Das sind natürlich große Worte. Doch der Maverick könnte tatsächlich mehr sein als eine Spielerei. Sein 3D-Display ist vielseitig nutzbar und die Fingergesten wenig fehlerbehaftet. Unwirsches Wischen ignoriert er, manche Gesten nimmt er mit Absicht nicht wahr. Die Bedienung ist intuitiv. Das Gerät läuft mit einem Windows-Betriebssystem und kann als Software-Agent theoretisch alle möglichen Dienste nutzen: OpenAI, Mistral, Claude, Gemini. Ein riesiger Datenschatz, einfach präsentiert und einfach zu managen. Doch eine gute Wegstrecke hat Ameria noch vor sich. Gerade entwickelt ein Fraunhofer-Institut die passenden Kameras. Auch an den Funktionen und am Design feilen sie noch etwas.

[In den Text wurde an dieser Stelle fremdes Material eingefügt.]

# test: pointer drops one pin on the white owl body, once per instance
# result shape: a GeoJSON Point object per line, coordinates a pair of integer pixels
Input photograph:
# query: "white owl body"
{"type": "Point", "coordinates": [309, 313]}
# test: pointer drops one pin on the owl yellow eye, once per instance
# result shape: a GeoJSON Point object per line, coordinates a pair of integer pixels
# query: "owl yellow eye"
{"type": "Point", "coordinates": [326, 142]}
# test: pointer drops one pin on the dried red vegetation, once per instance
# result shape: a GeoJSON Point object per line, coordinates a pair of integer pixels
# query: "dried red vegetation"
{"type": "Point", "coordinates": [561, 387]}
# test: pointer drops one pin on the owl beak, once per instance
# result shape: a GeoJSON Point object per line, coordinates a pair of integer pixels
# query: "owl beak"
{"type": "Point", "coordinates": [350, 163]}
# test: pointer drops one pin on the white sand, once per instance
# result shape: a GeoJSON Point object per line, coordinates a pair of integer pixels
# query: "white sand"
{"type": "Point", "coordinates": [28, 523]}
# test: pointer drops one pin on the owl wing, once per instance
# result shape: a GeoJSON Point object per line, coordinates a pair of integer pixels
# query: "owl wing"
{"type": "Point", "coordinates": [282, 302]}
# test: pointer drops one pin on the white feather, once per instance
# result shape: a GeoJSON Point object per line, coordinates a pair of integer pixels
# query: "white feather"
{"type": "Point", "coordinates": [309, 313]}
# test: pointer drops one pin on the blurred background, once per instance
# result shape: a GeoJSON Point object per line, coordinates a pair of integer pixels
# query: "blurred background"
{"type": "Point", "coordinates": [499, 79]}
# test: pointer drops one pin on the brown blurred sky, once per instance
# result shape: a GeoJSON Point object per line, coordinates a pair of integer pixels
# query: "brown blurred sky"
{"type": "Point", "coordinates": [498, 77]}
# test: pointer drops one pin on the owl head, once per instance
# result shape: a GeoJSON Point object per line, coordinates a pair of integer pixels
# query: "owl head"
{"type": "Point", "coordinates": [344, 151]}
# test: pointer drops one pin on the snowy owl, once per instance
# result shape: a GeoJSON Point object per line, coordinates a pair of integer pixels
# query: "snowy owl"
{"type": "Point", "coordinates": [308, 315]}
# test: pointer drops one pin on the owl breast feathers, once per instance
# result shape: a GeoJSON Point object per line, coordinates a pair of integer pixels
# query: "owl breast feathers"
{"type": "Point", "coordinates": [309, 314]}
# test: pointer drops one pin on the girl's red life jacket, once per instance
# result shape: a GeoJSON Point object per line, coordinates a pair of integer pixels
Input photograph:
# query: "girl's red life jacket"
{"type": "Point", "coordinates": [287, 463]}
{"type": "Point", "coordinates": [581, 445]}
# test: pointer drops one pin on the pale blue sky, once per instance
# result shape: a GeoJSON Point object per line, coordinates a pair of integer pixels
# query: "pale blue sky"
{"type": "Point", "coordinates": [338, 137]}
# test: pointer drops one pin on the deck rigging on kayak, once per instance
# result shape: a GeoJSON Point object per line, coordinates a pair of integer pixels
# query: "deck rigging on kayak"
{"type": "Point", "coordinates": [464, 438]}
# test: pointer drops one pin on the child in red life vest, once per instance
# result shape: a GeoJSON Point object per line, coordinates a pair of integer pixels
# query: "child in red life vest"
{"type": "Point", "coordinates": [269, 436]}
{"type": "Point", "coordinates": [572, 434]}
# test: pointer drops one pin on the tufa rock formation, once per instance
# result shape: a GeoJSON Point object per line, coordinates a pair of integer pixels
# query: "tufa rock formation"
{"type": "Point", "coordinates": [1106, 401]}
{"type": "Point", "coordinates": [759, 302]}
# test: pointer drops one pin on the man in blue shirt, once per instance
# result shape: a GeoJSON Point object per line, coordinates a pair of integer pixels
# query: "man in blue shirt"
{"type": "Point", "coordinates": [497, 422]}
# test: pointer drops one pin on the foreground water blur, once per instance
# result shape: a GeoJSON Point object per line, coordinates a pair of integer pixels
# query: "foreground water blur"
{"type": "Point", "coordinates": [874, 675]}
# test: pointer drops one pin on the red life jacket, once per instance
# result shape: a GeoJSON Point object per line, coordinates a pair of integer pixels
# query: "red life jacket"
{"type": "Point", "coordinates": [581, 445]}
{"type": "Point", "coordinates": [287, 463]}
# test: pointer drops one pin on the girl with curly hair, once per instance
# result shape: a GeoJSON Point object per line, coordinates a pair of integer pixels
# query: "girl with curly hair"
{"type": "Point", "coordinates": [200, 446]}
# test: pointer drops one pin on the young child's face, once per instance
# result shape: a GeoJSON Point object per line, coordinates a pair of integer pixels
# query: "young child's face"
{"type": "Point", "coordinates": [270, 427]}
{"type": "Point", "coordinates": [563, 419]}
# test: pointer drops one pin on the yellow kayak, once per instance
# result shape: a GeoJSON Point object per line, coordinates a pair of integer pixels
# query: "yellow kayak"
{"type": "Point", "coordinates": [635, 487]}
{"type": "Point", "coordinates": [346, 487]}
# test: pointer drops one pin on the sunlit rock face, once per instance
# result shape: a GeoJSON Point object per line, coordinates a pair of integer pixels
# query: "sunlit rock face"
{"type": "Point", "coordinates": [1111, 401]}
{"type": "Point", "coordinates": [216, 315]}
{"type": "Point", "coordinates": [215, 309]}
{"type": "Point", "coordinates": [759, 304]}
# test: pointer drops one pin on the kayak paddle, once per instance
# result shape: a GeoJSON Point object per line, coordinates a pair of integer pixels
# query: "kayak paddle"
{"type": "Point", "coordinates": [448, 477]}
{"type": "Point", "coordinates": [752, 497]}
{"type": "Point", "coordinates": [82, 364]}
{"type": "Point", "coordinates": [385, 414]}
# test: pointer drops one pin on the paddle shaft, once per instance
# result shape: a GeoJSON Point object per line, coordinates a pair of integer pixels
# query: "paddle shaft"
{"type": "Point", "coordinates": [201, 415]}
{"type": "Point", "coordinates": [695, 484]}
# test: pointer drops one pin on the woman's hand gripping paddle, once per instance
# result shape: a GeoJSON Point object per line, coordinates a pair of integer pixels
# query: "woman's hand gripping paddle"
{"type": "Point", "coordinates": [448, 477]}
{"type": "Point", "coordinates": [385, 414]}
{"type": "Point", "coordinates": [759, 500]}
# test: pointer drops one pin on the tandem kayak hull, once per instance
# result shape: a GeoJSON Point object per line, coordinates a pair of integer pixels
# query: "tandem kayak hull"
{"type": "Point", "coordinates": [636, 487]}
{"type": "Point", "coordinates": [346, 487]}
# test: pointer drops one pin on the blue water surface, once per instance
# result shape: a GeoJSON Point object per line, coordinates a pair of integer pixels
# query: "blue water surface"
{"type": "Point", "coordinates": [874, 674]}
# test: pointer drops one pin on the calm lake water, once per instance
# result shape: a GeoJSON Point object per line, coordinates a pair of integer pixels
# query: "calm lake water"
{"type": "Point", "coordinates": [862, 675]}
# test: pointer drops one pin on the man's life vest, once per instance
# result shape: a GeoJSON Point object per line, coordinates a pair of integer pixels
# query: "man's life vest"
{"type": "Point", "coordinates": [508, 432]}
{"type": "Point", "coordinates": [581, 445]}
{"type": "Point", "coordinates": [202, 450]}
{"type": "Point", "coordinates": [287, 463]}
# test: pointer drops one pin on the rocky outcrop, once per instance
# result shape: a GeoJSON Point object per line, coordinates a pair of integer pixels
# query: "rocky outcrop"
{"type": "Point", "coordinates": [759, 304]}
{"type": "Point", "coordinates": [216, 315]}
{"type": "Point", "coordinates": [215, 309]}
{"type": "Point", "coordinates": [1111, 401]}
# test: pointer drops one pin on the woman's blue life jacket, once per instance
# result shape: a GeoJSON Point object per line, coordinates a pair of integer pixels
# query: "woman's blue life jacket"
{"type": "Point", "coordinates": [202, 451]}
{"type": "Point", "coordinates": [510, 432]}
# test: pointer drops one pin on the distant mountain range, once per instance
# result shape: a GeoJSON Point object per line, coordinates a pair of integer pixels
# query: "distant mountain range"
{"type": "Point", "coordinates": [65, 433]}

"Wir haben hier alles, was wir brauchen", sagt Metter, die richtigen Fachkräfte, die richtigen Partner, ausreichend Kapital. Worte, die man dieser Tage selten über den Standort Deutschland zu hören bekommt. Tatsächlich sind die Nachbarn in Heidelberg stark. Aleph Alpha, Rabbit AI, Paretos haben sich in der Nähe niedergelassen, im Technologiepark der Stadt sitzen 150 andere KI-Firmen. Und unweit von Heidelberg pumpen die Schwarzgruppe und SAP gutes Geld in künstliche Intelligenz. Metter will aus Ameria ein führendes Softwareunternehmen aus Deutschland machen, neben SAP.